A
IDA
Ergui
a cabeça, olhei para o céu e, a princípio, cheguei a pensar que
fosse um avião que atravessava a frente do sol, causando sombra tão
súbita na calçada. Mas era apenas um pássaro de muito alto voo.
Gavião, talvez. Ou um urubu feiticeiro. Seria difícil mesmo ser um
avião. Antigamente, costumavam costurar o céu todos os dias, várias
vezes. Agora, nada deles, nem mesmo uma memória do som do enorme
motor. Melhor para os gaviões e os urubus, que planavam
pacificamente no azul infindo.
Dobrei
a esquina e comecei a subir a rua Professor César Mouro. No asfalto
novo, um novo buraco. Quando olhei para frente enxerguei logo Kátia
descendo. Ela usava um laço rosa, que segurava um lindo
rabo-de-cavalo, e uma máscara branca. Os olhos verdes desmaiados na
tela do celular contraíam-se em risos. Já a boca, velada pela
máscara, era sem emoções. De celular no bolso, eu mantinha meus
olhos voltados à frente, ao meu destino, ao horizonte. E do meu
horizonte, enquanto eu ia, vinha Kátia.
Nossa
aproximação era inevitável como a mutabilidade das coisas, e
quanto mais perto seu corpo chegava do meu, mais as dúvidas cresciam
dentro de mim. O que fazer quando nos cruzarmos? Como não parecer
derrotado nem tampouco esperançoso? Talvez, em cima da hora, eu
pegue o celular e finja não a ver... Não! estarei sendo infantil
demais. Quem sabe uma troca rápida e muda de olhares, que
transpareça o respeito, a consideração, que ainda guardamos um
pelo outro. E se, contudo, Kátia não tenha mais nada guardado em
si. E se ela optou por simplesmente tocar a vida, sem reminiscências.
Faria papel de trouxa.
Catei,
com a mão direita, o celular do bolso. Abri aleatoriamente o arquivo
de imagens, fiquei jogando as várias fotos para o lado. Elevando
pálpebras e retina, pescoço imóvel, mirei-a curioso, admirei as
pernas firmes dela alternando os passos no concreto abafado de
outono. A figura de Kátia aumentava a cada segundo. Meus dedos
suados manchavam a película da tela. Pus de volta o aparelho no
bolso. Foda-se! A encararia e diria, a voz abafada pela máscara:
oi-Kátia-tudo-bem-com-você-? Feito adulto. E depois seguiria
caminhada rumo ao meu horizonte, onde ela jamais terá acesso livre
novamente.
Além
do laço e da máscara e das calças de ginástica e do verde da
íris, Kátia usava fones nos ouvidos, e trocava mensagens num
dedilhar histérico. De repente, ela levantou a cabeça, como se
buscasse no infinito alguma resposta, e pareceu tocar seus olhos nos
meus. Meus passos não alteraram de velocidade, muito menos de
compasso. Conservei-me altivo, seguro de minha pessoa. Já ela quedou
de volta sua atenção à tela do celular, digitando a resposta que
encontrara. Será que chegou mesmo a me ver ou sua mente
encontrava-se demasiada distante no momento do contato óptico? E
agora? E se na hora de cumprimentá-la ela simplesmente continuar seu
trajeto de cabeça baixa, evitando o incontornável encontro? Vou me
sentir humilhado? Deposto?
Minhas
mãos ficaram mais úmidas nas palmas, frias também.

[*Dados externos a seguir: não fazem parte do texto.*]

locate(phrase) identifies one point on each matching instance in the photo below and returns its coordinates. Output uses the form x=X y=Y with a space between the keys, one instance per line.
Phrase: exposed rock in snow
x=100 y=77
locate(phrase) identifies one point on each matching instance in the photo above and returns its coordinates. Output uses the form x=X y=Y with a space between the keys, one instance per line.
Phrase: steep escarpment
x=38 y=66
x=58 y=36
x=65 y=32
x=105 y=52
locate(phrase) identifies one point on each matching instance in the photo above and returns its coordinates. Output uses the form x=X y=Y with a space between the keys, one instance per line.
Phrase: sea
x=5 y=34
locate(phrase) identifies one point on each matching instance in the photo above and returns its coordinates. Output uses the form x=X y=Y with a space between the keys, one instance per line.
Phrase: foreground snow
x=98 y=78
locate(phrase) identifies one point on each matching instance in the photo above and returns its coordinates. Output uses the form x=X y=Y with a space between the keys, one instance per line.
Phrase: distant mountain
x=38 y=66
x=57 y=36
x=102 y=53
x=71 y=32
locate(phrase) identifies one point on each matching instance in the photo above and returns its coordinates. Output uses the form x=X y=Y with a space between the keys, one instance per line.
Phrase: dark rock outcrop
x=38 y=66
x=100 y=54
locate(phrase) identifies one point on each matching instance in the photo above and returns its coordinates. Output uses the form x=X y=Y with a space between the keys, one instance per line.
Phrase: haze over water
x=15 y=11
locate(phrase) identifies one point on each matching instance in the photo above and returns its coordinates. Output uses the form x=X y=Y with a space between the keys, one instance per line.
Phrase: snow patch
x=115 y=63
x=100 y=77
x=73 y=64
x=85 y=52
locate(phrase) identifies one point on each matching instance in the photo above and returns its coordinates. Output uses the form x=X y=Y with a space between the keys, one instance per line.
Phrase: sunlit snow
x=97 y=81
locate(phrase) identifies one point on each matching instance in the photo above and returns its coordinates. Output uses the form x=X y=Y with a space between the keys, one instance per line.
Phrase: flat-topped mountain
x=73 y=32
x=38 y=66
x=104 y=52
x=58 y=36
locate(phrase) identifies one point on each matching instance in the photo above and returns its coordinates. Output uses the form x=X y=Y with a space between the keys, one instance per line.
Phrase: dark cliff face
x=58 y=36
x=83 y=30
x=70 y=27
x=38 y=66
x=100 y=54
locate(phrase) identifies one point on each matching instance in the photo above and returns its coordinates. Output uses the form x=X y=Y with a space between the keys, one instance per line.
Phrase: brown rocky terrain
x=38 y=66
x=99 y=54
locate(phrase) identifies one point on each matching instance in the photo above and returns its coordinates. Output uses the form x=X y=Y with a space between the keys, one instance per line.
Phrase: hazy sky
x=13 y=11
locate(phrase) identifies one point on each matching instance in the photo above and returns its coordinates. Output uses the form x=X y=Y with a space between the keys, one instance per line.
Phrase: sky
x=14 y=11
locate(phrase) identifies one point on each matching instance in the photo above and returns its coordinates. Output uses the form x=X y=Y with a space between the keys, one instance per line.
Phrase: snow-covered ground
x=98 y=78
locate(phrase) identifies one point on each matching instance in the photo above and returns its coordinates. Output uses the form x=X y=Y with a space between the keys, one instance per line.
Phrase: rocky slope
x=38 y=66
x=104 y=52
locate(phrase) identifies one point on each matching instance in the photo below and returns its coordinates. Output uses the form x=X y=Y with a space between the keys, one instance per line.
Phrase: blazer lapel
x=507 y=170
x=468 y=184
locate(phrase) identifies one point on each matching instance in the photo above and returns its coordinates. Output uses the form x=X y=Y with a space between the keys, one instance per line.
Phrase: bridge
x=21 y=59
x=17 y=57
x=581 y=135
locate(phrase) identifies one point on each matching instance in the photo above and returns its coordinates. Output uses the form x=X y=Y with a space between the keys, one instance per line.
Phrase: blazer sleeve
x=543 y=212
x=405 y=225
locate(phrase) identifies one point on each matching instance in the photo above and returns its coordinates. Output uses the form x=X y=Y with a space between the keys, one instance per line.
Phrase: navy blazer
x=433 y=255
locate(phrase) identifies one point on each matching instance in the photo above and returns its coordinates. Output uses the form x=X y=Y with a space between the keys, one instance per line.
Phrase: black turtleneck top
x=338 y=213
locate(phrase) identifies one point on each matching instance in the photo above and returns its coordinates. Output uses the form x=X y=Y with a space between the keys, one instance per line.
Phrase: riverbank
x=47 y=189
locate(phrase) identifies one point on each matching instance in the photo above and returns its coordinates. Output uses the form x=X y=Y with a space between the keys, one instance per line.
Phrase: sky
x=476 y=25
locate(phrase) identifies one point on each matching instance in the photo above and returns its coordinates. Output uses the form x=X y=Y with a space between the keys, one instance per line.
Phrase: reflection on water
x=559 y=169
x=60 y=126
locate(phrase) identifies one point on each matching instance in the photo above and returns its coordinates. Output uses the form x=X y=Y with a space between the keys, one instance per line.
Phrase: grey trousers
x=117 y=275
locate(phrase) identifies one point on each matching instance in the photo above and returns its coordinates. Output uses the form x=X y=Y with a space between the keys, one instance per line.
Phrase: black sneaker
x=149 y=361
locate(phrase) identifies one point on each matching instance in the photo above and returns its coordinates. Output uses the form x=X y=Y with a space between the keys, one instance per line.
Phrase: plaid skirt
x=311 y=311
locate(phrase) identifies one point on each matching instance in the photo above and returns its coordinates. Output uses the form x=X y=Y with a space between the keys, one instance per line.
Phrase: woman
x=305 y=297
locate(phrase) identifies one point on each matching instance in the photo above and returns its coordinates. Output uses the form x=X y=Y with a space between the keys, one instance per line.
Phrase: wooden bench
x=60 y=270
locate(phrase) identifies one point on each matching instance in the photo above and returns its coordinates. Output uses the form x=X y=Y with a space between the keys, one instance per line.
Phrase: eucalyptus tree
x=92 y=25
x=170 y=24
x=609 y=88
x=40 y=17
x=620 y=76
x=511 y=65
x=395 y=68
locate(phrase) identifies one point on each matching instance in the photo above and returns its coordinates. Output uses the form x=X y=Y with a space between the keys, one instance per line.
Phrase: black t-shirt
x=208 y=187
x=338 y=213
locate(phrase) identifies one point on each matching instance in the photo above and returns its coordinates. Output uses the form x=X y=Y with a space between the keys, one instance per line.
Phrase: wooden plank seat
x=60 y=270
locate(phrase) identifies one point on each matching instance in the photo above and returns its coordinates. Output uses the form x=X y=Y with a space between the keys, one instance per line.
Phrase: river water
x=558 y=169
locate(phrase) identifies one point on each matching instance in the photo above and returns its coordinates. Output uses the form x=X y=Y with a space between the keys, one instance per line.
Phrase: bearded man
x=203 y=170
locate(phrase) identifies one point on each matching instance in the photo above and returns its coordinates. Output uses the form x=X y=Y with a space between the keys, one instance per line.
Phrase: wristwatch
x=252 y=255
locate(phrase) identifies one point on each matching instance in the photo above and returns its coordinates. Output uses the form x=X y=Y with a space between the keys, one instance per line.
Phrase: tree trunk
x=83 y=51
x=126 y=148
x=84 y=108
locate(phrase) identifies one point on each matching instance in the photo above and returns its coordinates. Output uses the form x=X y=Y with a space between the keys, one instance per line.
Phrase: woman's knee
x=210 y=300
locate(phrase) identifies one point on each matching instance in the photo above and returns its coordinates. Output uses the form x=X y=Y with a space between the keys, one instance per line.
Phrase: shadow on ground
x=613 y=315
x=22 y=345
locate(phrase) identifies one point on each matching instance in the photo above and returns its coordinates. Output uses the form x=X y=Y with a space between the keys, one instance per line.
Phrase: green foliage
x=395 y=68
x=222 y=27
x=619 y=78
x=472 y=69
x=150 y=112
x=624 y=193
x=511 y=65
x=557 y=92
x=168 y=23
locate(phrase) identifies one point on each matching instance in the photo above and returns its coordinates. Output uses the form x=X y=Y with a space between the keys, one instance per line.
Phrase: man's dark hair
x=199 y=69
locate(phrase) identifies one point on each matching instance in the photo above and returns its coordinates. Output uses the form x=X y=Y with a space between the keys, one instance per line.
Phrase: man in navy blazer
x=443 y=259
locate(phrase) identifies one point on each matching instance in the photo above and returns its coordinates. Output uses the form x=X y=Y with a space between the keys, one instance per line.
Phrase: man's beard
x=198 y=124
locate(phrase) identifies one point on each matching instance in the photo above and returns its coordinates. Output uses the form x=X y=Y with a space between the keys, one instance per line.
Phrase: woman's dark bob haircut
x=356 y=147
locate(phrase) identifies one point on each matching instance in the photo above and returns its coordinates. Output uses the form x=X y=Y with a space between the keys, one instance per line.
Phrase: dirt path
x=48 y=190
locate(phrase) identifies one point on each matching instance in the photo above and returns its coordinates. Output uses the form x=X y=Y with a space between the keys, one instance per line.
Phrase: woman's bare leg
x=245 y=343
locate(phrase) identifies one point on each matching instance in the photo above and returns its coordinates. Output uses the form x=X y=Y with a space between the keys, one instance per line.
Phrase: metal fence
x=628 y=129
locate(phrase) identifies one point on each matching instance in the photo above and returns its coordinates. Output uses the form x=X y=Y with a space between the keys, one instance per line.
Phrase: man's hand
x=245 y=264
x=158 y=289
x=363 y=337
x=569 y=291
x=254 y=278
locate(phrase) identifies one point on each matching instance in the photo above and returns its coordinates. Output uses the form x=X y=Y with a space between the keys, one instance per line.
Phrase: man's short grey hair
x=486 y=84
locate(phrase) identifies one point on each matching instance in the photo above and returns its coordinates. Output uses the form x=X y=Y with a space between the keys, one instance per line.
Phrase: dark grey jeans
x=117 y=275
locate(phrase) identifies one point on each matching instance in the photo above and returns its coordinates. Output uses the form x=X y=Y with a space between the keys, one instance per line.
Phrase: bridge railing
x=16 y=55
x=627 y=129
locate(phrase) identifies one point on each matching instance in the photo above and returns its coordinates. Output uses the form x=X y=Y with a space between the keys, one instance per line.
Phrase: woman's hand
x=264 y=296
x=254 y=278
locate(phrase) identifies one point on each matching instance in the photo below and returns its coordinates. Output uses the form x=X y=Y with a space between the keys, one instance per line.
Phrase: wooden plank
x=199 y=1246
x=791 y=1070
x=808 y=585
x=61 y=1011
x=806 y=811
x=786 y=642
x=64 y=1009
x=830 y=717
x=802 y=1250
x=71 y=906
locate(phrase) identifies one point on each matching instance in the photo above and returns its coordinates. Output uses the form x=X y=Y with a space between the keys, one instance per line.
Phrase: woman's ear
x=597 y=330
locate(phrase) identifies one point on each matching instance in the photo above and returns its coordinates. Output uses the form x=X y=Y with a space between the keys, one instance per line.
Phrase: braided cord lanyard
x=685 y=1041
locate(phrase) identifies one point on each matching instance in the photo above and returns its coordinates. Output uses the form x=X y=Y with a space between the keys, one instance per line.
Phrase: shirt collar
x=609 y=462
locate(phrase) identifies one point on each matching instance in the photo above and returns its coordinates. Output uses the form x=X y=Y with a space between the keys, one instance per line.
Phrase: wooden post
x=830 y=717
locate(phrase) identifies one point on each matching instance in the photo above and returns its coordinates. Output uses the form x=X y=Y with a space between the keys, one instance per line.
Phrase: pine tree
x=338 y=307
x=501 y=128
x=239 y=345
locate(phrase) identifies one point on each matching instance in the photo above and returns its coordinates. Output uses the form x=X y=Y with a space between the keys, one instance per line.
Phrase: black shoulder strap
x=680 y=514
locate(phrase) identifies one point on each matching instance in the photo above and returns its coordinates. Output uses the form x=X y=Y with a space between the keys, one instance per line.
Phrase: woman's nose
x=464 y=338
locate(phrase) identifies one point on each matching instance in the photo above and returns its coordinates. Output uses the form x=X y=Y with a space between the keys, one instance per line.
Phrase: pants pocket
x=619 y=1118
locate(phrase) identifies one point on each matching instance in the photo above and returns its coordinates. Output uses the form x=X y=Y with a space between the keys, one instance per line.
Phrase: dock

Nos
cruzaríamos, afinal, depois de tantos meses, de tantos choros
desatados, de tantas palavras engolidas com cachaça e fumaça de
cigarro. Então Kátia, em gesto tão natural quanto o desfolhar da
última tarde, sem desgrudar do celular, atravessou a rua até a
calçada outra. Surpreso, assassinei-a com o olhar instintivo de quem
é rejeitado, sem ponderar as consequências de ser pego em
flagrante.
A
mulher, entretanto, não manifestou reação alguma, senão seguir
descida pela rua Professor César Mouro, oferecendo por ora a visão
de suas costas, o castanho rabo-de-cavalo balançado entre as
escápulas, os cotovelos flexionados permitindo que ela digitasse
mensagens para alguém tão distante quanto a resposta encontrada no
infinito segundos atrás, quanto o toque de nossos olhos para sempre
sumidos. Ou quanto o destino quase esquecido de minha ida.
QUASE
TRÁGICO
Noé
caminha à sacada do apê, num raro momento de distração. A empresa
para a qual trabalha adotara permanentemente o home office.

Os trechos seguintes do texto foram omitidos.